Quelques explications ?
Le FPR a toujours utilisé la carte de la défense des Tutsi pour arriver à ses fins politiques mais pas du tout pour le bonheur de ces derniers. Quand il a envahi le pays le 01/10/1990, il a crié haut et fort qu’il venait libérer les Tutsi de l’intérieur et en même temps ramener ceux de l’extérieur dans le pays de leurs ancêtres. On découvrira tout au long de la guerre qu’il n’était intéressé que par la conquête du pouvoir politique par les armes quel que soit le prix à payer par les Tutsi. Quand il a mené l’assaut final d’avril à juillet 1994, le FPR proclamera qu’il était en train d’arrêter le génocide. Après la conquête du pouvoir, il va utiliser ce génocide à des fins politiques sans se soucier des éventuelles victimes. Le régime qu’il installe va emprisonner pour génocide des personnes qui ne l’arrangent pas, au moment où d’autres dont on a toutes les raisons de penser qu’elles auraient pu planifier ou commettre le génocide sont associées au pouvoir. Exemple : RucaguBoniface, ancien membre du Comité du MRND, Gatsinzi Marcel, ancien Chef d’Etat major des FAR, Rwarakabije Paul, ancien commandant des FDLR, etc.

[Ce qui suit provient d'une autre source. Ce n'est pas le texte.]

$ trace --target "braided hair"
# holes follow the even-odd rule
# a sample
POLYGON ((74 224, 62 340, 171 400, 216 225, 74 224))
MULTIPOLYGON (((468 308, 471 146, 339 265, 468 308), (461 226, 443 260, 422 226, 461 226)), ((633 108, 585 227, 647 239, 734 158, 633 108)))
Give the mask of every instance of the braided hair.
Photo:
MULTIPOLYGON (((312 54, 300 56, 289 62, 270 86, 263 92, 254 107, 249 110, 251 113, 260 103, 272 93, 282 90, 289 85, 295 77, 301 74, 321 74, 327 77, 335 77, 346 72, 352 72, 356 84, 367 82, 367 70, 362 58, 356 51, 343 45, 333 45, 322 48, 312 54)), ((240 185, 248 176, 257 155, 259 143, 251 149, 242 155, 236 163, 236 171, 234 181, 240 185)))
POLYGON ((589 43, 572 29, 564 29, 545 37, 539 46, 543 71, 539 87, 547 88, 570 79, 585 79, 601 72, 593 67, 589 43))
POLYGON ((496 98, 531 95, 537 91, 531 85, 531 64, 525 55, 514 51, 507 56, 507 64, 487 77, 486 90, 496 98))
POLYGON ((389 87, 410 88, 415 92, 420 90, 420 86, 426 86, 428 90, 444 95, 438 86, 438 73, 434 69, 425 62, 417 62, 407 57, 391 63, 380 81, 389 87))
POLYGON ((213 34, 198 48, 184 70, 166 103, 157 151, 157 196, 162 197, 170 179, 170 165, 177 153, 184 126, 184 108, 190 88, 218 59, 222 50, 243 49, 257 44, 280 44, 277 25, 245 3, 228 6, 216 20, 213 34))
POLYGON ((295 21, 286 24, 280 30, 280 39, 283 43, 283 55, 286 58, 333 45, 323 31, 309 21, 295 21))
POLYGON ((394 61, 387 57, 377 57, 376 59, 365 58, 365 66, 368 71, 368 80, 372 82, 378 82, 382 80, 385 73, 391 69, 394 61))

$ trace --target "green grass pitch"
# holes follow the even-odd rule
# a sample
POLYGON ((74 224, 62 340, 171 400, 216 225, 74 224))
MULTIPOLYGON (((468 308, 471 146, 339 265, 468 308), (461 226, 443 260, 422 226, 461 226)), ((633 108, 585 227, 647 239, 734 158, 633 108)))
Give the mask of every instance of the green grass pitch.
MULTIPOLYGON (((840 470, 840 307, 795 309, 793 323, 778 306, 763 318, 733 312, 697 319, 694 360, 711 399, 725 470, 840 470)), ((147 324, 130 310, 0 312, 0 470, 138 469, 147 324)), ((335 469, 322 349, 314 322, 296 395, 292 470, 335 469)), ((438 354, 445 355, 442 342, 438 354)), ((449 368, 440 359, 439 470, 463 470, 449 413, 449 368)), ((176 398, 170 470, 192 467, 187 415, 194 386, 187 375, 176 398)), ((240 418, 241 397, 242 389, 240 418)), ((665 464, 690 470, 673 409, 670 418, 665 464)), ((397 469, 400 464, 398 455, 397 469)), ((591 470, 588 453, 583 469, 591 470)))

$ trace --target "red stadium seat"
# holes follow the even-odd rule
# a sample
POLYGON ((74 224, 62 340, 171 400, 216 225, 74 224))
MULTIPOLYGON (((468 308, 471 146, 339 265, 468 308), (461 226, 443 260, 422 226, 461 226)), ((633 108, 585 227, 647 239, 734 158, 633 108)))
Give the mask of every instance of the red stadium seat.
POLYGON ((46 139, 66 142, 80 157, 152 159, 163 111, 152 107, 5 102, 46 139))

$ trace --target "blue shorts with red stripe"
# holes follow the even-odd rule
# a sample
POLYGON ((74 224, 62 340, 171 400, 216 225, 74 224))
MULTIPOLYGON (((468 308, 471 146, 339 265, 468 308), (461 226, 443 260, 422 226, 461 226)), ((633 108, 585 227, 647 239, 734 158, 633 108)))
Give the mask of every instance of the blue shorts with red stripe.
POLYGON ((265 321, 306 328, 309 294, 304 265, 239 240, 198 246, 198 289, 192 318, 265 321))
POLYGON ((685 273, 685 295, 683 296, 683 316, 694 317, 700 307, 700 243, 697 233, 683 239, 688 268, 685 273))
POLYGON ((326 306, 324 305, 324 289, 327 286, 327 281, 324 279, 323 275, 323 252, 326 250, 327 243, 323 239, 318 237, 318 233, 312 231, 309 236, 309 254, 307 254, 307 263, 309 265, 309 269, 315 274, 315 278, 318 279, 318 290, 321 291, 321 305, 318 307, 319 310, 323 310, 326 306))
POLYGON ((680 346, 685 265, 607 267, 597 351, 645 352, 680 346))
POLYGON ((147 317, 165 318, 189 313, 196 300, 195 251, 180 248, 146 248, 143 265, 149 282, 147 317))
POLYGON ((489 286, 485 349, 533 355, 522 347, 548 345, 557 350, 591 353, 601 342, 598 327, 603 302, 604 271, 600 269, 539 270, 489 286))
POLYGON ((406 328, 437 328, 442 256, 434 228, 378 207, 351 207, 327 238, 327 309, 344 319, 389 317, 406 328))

La lettre des 23 personnes démontre qu’IBUKA officielle est devenue plus politique qu’une organisation qui défend les rescapés. IBUKA se mobilise seulement quand il faut soutenir la propagande du pouvoir. Ainsi, elle n’a pas hésité à manifester contre les acquittements prononcés par le TPIR malgré le ridicule que revêt ce geste. Par contre elle reste muette quand les Interahamwe sont massivement recrutés soit en RDC dans les FDLR soit en Belgique.
Disons en guise de conclusion que le FPR, en tant qu’organisation mafieuse, ne s’est jamais soucié du sort des rescapés. Seule la domination politique et économique étendue à toutes les couches du peuple rwandais l’intéresse.